BREAD DOUGH: Whisk the eggs in a bowl until they are frothy, then whisk in the salt.
Heat the milk to 110° in a microwave or on top of the stove and stir in the yeast and sugar.
Combine the eggs and the milk mixture in the bowl of an electric food mixer equipped with a dough hook. Stir briefly to combine, then with the mixer set on slow, gradually add 3¼ cups of the flour. Increase the speed to medium and process for 10 minutes. The dough should cling to the dough hook and be fairly elastic. If the dough is soft and sticky, add the remaining ¼ cup flour. Reduce the speed to medium slow and continue to process for 5 more minutes, or until the dough is smooth, very elastic, and clinging to the dough hook.
Flour your hands well, then gather the dough into a ball. Place the dough in a heavy mixing bowl (a thick porcelain bowl is best) that has been lightly sprayed with vegetable spray. Very lightly spray the top of the dough, then put the dough in a warm, draft-free place. (We use the top of our stove, with the oven set at 300°. Or, if you have a gas oven with a pilot light, and you're not using the oven for anything else, put the dough in the unlighted oven, for the pilot light alone generates just enough warmth to encourage rising, and with the door closed, the oven is completely draft-free.) Cover the bowl with a kitchen towel and let the dough rise until doubled in volume, about 1 hour.
When the dough has risen, push the top of the dough down very gently—it will collapse easily. Turn the dough onto a floured surface. With your hands, rolling pin, and working surface well floured, separate the dough into 12 to 16 balls each about the size of a golf ball (the amount of dough produced by the recipe will vary depending upon the hardness of the wheat in the flour and the size of the eggs, among other factors) and roll them out to circles about 5 to 6 inches in diameter. Place the rounds on a sheet pan or cookie pan, layers separated by foil, plastic wrap or waxed paper, and refrigerate them (to stop the rising) until ready to use.
EGG WASH: Combine the beaten egg with the milk.
FILLING: Roast the onions and bell peppers to give them a wonderful, unique flavor. The technique isn't difficult and is very impressive if your company is watching you cook (practice first!). If you have a gas range, simply place the vegetables right on the burner, in the flame, and roast, turning with tongs, until the outer skin is charred all around. If your stove is electric, you can roast in a preheated 500° oven. Plunge the roasted vegetables into ice water to stop the cooking, then rub off the black, charred skin under running water. It should slip right off, but if there are stubborn spots, just remove them with a sharp knife.
Combine the roasted onions and bell peppers in a bowl.

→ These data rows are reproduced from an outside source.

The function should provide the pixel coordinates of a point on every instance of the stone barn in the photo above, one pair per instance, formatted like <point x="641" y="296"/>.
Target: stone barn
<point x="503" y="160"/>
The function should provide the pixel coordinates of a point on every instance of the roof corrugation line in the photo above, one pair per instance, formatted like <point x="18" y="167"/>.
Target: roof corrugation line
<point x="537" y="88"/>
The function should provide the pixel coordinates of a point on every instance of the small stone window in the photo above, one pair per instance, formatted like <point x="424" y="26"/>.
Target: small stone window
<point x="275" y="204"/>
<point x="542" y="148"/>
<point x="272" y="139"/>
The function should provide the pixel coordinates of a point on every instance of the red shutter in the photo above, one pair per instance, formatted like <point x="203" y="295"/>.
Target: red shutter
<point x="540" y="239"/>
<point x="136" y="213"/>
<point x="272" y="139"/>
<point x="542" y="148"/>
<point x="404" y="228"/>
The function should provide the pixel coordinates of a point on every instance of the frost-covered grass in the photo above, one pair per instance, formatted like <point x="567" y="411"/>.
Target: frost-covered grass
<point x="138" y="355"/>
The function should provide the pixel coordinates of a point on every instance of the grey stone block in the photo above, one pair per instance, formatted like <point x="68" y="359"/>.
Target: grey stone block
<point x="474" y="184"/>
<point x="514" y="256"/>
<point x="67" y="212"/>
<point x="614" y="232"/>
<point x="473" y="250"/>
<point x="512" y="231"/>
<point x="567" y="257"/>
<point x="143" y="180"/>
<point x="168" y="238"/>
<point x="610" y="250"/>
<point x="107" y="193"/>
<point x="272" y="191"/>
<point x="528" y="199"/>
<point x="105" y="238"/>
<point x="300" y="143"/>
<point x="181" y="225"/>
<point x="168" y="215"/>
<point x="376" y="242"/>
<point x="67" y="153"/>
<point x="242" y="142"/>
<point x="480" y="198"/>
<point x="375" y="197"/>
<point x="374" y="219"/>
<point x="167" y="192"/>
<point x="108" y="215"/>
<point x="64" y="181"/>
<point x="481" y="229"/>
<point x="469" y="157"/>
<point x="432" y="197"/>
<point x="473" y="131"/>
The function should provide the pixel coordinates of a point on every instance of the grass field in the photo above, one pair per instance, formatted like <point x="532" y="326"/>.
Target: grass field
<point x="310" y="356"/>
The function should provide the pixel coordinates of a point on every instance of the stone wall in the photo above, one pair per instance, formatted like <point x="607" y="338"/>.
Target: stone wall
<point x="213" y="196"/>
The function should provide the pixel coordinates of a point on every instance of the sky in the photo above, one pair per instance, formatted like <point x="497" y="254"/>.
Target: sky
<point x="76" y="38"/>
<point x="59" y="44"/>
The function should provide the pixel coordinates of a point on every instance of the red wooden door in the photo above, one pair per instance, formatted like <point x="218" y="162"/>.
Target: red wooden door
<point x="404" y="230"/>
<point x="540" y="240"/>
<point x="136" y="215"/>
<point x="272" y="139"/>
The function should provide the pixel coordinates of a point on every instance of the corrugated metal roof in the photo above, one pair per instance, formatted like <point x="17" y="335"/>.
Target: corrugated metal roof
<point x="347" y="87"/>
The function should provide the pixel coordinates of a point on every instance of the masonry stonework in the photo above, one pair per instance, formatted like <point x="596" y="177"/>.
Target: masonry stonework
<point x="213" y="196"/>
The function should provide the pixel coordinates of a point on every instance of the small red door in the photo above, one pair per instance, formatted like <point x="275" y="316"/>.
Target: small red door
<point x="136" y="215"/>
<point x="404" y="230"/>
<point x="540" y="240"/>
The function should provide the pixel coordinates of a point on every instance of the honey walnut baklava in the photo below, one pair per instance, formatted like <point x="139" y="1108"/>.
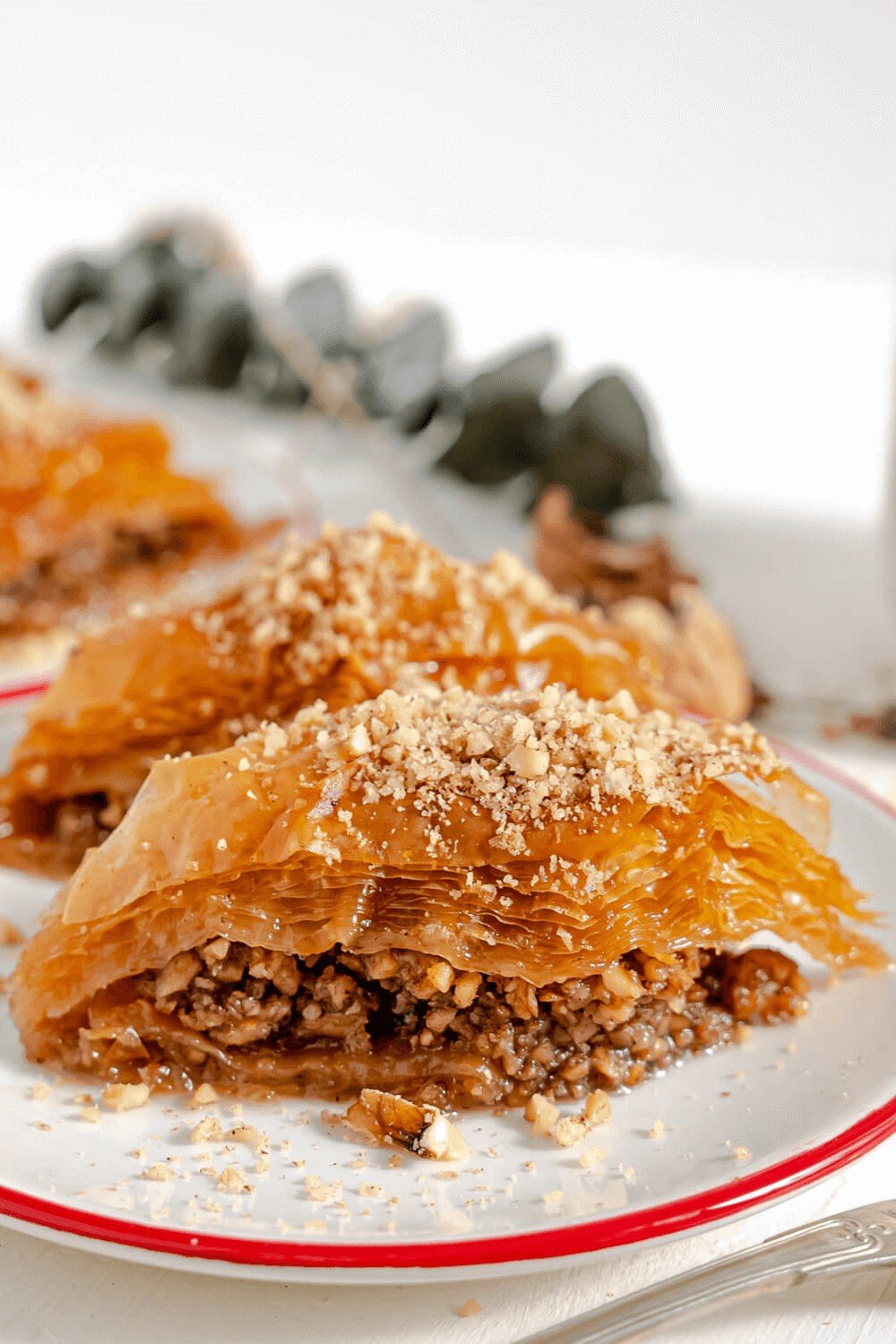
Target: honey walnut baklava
<point x="462" y="898"/>
<point x="91" y="513"/>
<point x="341" y="617"/>
<point x="645" y="590"/>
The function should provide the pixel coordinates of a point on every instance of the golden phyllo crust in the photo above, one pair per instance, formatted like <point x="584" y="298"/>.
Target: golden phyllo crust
<point x="465" y="898"/>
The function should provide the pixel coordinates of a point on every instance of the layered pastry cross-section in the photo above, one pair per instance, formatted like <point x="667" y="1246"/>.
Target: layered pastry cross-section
<point x="341" y="617"/>
<point x="457" y="897"/>
<point x="91" y="513"/>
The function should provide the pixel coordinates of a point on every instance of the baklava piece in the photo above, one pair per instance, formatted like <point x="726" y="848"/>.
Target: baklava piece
<point x="457" y="898"/>
<point x="642" y="588"/>
<point x="341" y="618"/>
<point x="91" y="513"/>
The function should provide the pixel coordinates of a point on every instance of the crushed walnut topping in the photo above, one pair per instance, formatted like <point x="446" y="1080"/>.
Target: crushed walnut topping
<point x="549" y="757"/>
<point x="383" y="599"/>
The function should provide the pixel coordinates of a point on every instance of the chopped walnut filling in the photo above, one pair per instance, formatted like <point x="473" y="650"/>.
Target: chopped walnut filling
<point x="505" y="1042"/>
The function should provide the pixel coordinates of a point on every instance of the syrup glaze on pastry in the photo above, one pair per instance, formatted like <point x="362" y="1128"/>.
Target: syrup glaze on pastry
<point x="91" y="513"/>
<point x="465" y="898"/>
<point x="340" y="618"/>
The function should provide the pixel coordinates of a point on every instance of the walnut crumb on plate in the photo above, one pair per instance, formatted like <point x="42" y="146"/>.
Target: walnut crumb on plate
<point x="125" y="1096"/>
<point x="207" y="1131"/>
<point x="204" y="1096"/>
<point x="159" y="1171"/>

ASSEMBLY: Brush one side of each dough round with the egg wash. Divide the onions, bell peppers and ham among half of the dough rounds with the egg-washed side up, and top with the remaining dough rounds, egg-washed side down. Seal the edges all the way around, coat the outer surfaces with the melted butter, and fry, turning frequently, on a griddle or in a skillet over medium heat (about 250°) until golden brown. Keep the first bread pockets warm while you fry the others, so you can serve everyone at the same time.